Im going to grad school to get my MA in Public Realtions.. 

 

Its def NOT a fake major and i HATE when people say that… 

 

I changed m major 4 times before i found communications and I LOVE it!! Just like the world need engineers, it needs communiators too!! 🙂

ETA: I work in the marketing dept for an industrial pipe company in Sothern California

Post # 10
Member
3625 posts
Sugar bee
  • Wedding: June 2012

@Timshel:  Neither Marketing or HR falls under Communications. It is under Business Administration. If this is your end goal, then a Comm degree won’t be the path there.

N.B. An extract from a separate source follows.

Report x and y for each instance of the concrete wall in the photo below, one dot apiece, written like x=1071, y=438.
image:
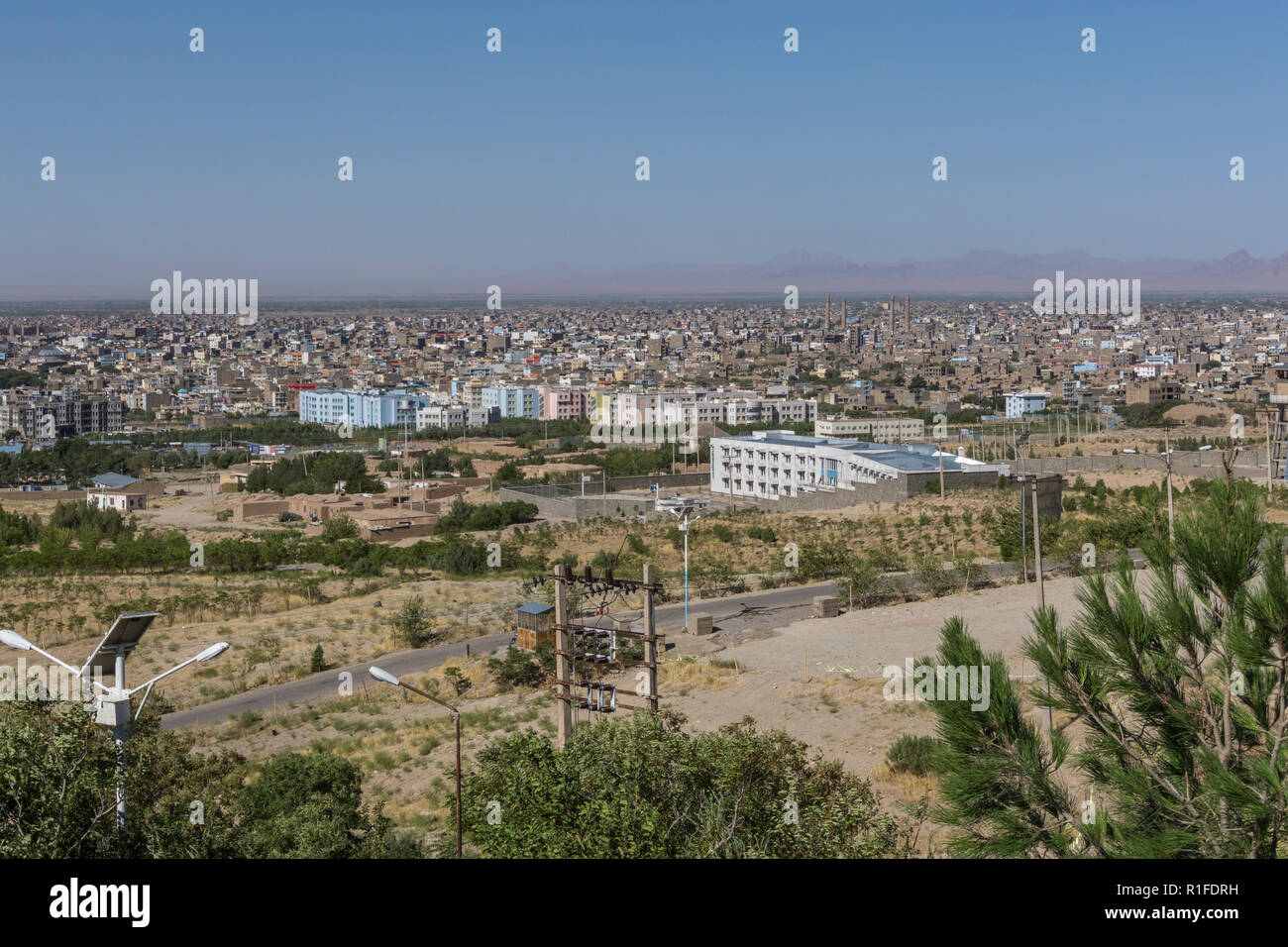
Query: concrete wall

I currently work in Marketing and have a number of friends/acquaintances in HR.

Post # 11
Member
8041 posts
Bumble Beekeeper
  • Wedding: December 2013

Depends what you want to do, as PP have said. It is good to be flexible, but it’s also good to have a bit of a plan. At least here in Canada, you would be competing against those who have journalism degrees (like from Carleton University) if you wanted to be a reporter or write for a major newspaper. I have an English degree which is semi-related (I see a lot of job postings for English or Communications degrees) and I had no problem finding a job. I was worried because I precisely didn’t go to school for something super specific. I made lots of contacts and luckily there was a position open for me to help with communications in my office and then my job morphed into something entirely different over the past few years.

Post # 12
Member
436 posts
Helper bee
  • Wedding: December 2013

@Timshel:  Ditto- if you want to go into HR  I would major in business admin.

Post # 13
Member
8041 posts
Bumble Beekeeper
  • Wedding: December 2013

@Timshel:  Hmm for marketing or HR you’d be better of doing a B. Comm. HR I’m not so sure about… like there are non-degree certifications you can do, but at least at the university I went to, marketing falls under the business degree.

Post # 14
Member
4476 posts
Honey bee
  • Wedding: November 2012

Well, with the crap economy we have and the oversatuturated market of college majors floating around, finding a good job’s going to be tough no matter what you study, unless you choose an engineering or software type major.  I think it takes a certain type of brain and personality for that type of work, though.

 

That being said, if you’re into Marketing and HR I’d go with a Marketing major.  It’s a pretty interesting field.

Post # 16
Member
10366 posts
Sugar Beekeeper
  • Wedding: September 2010

There’s hardly a company out there that doesn’t need marketing or HR. I would expect those would be easier to find jobs in than say journalism, etc. Other bees can give you more advice about whether a masters degree would be needed/favorable. I’m a scientist, so i’m not a ton of help. I do know that my pharma company does a lot of marketing contracts with big firms when we have a new drug coming out.